Terms and conditions can and will be implied into a contract or subcontract in certain circumstances. The overriding concern of the Courts in deciding whether or not to do so is based on the desire to determine the intention of the parties. However, any evidence as to their intent or understanding is inadmissible if that evidence goes contrary to the expressed, clear, terms of the contract. This is what is known as “the parol evidence rule” which provides that where a written contract is clear and unambiguous, no extrinsic evidence may be admitted to add, vary, or contradict the words of the contract. In addition, towards deciding whether or not terms need to be implied, the Courts will generally apply the following principals:
a) a contract must be read as a whole, giving words their ordinary and grammatical meaning, consistent with the surrounding circumstances known to the parties at the time the contract was formed;
b) interpretations that would give rise to unrealistic or absurd results are to be avoided, as these would not have been intended by the parties; and
c) a term will only be implied where it is necessary to meet the true intentions of the parties.
Custom of the Trade
It should not be assumed that the custom of the contactor or subcontractor’s trade will necessarily be implied into the terms of the contract or subcontract. This is because, while custom of the trade can be implied, our Courts have made it clear that this will only generally occur where the custom is so “notorious” (which is the word the Courts have used) that the custom will essentially be known to both parties. This, of course, can make reliance on custom of the trade difficult in many circumstances.
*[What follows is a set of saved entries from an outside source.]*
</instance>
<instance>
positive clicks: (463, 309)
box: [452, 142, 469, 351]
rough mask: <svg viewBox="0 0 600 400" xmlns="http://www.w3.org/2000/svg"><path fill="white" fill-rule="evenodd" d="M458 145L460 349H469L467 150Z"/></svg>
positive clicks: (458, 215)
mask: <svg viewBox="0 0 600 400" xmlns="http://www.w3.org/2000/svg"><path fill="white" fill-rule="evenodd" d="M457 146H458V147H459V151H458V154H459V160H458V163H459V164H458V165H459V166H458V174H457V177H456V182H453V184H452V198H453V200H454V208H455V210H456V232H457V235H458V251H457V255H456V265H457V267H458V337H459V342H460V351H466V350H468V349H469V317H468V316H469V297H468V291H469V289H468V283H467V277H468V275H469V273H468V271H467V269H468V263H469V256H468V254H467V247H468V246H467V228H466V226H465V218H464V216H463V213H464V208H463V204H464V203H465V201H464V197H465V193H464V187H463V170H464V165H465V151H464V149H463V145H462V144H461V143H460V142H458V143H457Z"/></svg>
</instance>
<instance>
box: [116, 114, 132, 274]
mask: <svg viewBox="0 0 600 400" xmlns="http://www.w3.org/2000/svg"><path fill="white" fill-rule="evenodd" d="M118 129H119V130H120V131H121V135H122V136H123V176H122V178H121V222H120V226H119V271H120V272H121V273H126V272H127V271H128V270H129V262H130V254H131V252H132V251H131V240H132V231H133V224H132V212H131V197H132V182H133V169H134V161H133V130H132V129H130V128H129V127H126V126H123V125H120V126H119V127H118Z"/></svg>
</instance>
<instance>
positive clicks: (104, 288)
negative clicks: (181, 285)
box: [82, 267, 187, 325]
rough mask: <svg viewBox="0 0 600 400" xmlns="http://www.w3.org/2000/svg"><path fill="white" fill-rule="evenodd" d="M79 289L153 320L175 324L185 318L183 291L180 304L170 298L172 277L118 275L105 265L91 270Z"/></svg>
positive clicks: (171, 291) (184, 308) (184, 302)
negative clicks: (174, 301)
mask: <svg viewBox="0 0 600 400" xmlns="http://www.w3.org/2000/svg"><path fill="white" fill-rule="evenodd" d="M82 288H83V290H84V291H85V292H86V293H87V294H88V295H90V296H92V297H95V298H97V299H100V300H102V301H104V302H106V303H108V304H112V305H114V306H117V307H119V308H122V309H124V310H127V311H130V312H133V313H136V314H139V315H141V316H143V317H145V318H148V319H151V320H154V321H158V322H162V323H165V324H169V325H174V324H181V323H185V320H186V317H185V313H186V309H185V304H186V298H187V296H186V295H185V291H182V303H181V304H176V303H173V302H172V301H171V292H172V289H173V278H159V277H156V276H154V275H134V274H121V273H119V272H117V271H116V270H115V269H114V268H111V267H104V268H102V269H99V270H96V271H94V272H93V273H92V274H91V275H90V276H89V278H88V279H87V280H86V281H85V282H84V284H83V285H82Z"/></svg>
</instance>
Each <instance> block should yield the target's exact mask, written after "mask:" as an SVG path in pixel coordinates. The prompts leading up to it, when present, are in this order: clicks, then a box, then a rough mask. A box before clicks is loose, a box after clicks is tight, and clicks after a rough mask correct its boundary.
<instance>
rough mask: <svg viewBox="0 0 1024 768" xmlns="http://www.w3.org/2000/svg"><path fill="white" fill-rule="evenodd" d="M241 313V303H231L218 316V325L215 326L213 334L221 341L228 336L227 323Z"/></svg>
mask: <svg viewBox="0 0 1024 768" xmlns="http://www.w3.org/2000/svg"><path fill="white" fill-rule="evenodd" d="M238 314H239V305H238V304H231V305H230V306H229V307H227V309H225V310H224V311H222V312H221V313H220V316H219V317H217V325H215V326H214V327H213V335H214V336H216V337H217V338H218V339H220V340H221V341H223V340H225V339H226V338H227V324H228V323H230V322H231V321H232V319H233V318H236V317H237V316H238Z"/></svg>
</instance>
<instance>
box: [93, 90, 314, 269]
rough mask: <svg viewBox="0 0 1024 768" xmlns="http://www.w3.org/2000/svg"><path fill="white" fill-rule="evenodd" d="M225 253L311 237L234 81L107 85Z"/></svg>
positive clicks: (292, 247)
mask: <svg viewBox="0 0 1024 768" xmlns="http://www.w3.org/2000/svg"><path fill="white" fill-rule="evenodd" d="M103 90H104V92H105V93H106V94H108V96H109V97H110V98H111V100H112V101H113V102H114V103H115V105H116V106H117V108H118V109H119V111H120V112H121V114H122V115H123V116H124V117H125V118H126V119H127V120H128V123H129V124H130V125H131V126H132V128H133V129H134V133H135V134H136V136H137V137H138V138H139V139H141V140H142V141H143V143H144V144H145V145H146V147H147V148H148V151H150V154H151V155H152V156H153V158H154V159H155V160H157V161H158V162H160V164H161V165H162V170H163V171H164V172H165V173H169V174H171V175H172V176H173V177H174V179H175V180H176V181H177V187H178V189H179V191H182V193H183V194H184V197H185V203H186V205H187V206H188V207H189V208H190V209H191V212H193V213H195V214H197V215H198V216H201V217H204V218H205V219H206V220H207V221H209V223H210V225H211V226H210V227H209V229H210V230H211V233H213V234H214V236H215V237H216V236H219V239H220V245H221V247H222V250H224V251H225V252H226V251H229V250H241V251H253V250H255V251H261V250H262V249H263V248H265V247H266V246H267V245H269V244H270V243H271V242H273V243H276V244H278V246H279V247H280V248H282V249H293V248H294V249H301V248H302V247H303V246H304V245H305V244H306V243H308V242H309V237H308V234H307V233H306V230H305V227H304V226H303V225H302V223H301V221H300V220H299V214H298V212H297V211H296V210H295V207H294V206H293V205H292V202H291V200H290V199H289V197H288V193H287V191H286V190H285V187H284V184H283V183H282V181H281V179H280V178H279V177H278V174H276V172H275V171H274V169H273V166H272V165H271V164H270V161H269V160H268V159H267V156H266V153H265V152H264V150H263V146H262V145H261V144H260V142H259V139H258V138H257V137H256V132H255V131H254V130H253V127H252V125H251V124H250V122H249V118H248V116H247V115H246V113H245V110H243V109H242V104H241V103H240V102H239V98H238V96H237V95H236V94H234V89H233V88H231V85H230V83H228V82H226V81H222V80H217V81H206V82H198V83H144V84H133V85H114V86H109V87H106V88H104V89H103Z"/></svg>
Those who feel compelled to avoid the use of 30 or 40 page standard form contacts for use with their clients are in a difficult position. They must pick and chose between clauses that those who created the standard forms believe are necessary to properly clarify who is responsible for what. They must beware of applicable legislation and of contra proferentum. While they can rely on implied terms, doing so can be difficult and uncertain, and relying on custom of the trade will not be possible in most circumstances. In addition, where new legislation introduces prompt payment and adjudication, payment terms will need to be reworked and many issues can and should be addressed with new contract language. Care needs to be taken to specify work and allocate risk in different ways (perhaps, for example, with notes on the drawings). In the end, for those who rely on their own contract forms, now is probably the time to revisit the language to ensure the terms and conditions allocate risk and protect the company so far as is reasonably possible in the circumstances.